Occupation or vocation?
JUNE 11 — Do you have a friend who is a sub-editor? I do. Maybe you do too.
Your sub-editor friend, or “sub”, is a writer’s safety net. Throw grammar gaffes, knotty sentences, wrong references and potential libel at the sub, and he/she will fix it — all without getting any of the following praise for quality.
Indeed, none is expected. And therein lies the alluring pull for the hidden masochist: Subs are often unsung heroes. It involves being selfless, sacrificing time and effort every day for little more than the personal satisfaction of a day’s job well done. But what many perhaps do not realise is that a sub sacrifices more than just time and effort. Becoming a sub is a lifelong vocation.
To be a good sub, your friend must possess a strong innate desire for correctness. Every sub, in varying measures, is a perfectionist at heart — genuinely wanting language, structure and punctuation to be correct and perfect beyond the call of duty. It is perhaps a habit that is often repressed outside the profession. We all know an insufferable know-it-all who is always pointing out wrongs... who wants to be that person to their friends?
And so the desire shrinks into faint, occasional urges, always ignored when the perceived mistake is insignificant, always diplomatically conveyed only when absolutely necessary. But it is the opposite for the sub.
In this line of work, however, needs necessitate that innate need for correctness. That sense of paranoia is the sub’s main virtue. That often annoying habit of always checking, correcting, is practically a job requirement. For hours, every day, the sub walks into the office armed with suspicion, weighing every word and sentence with eyes of distrust.
And when your job requires your sense of paranoia to be heeded day in, day out, the habit inevitably spills over into your personal life. Clocking out does not mean switching off, even if you want to.
A sub friend once lamented this effect. Reading a novel by his favourite author, the habit quietly snuck up on him… and he started subbing. His eyes and mind left the story, now following the commas and dashes, the apostrophes and full stops.

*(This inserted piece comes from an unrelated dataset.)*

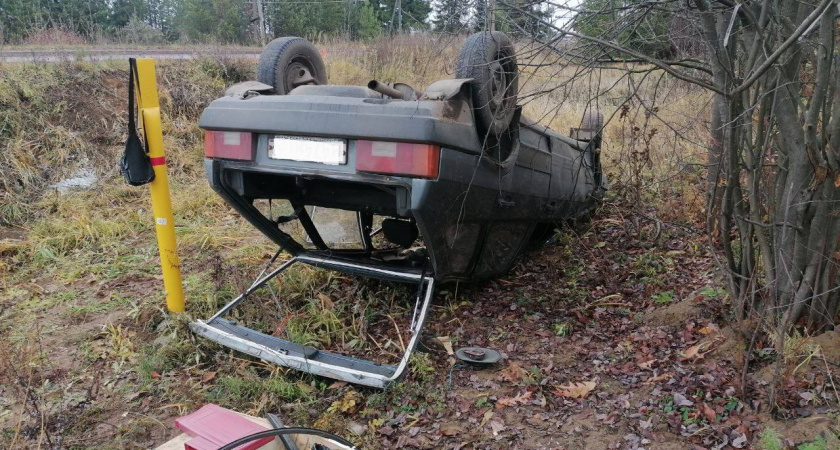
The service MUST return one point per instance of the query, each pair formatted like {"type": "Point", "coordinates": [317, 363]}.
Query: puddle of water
{"type": "Point", "coordinates": [83, 178]}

It was only some paragraphs later that he caught himself. He groaned as he tracked back, trying to find where his reading turned to subbing so he can start over.
And it happened to him quite a few times — with the same novel.
All subs, past and present, everywhere, have the same story to share in one form or another. The habit takes on a life of its own, amplified to terrifying strength by countless hours of determined use. By their own volition, a sub’s eyes notice mistakes and inaccuracies everywhere they look, leading to hours of quiet obsessing afterwards.
As the Internet meme aptly points out, what has been seen cannot be unseen. Especially so if it is an error that cannot be corrected.
For English subs in Malaysia, it is worse. While many Malaysians can speak and understand English, not many are at a level where grammatical errors are rare. Worse still, some do not realise the latter fact. Errors and inaccuracies pervade many aspects of Malaysian day-to-day life, to the woe of the sub.
My former colleagues, all former sub-editors but who have since moved on to other roles, admitted to suffering the same affliction. It takes many forms: excessively proof-reading that email before it’s sent out, accidentally subbing a novel, the list goes on. But the form is irrelevant.
The truth is that once you become a sub, there is no turning back. Once a sub, forever a sub.
* The views expressed here are the personal opinion of the columnist.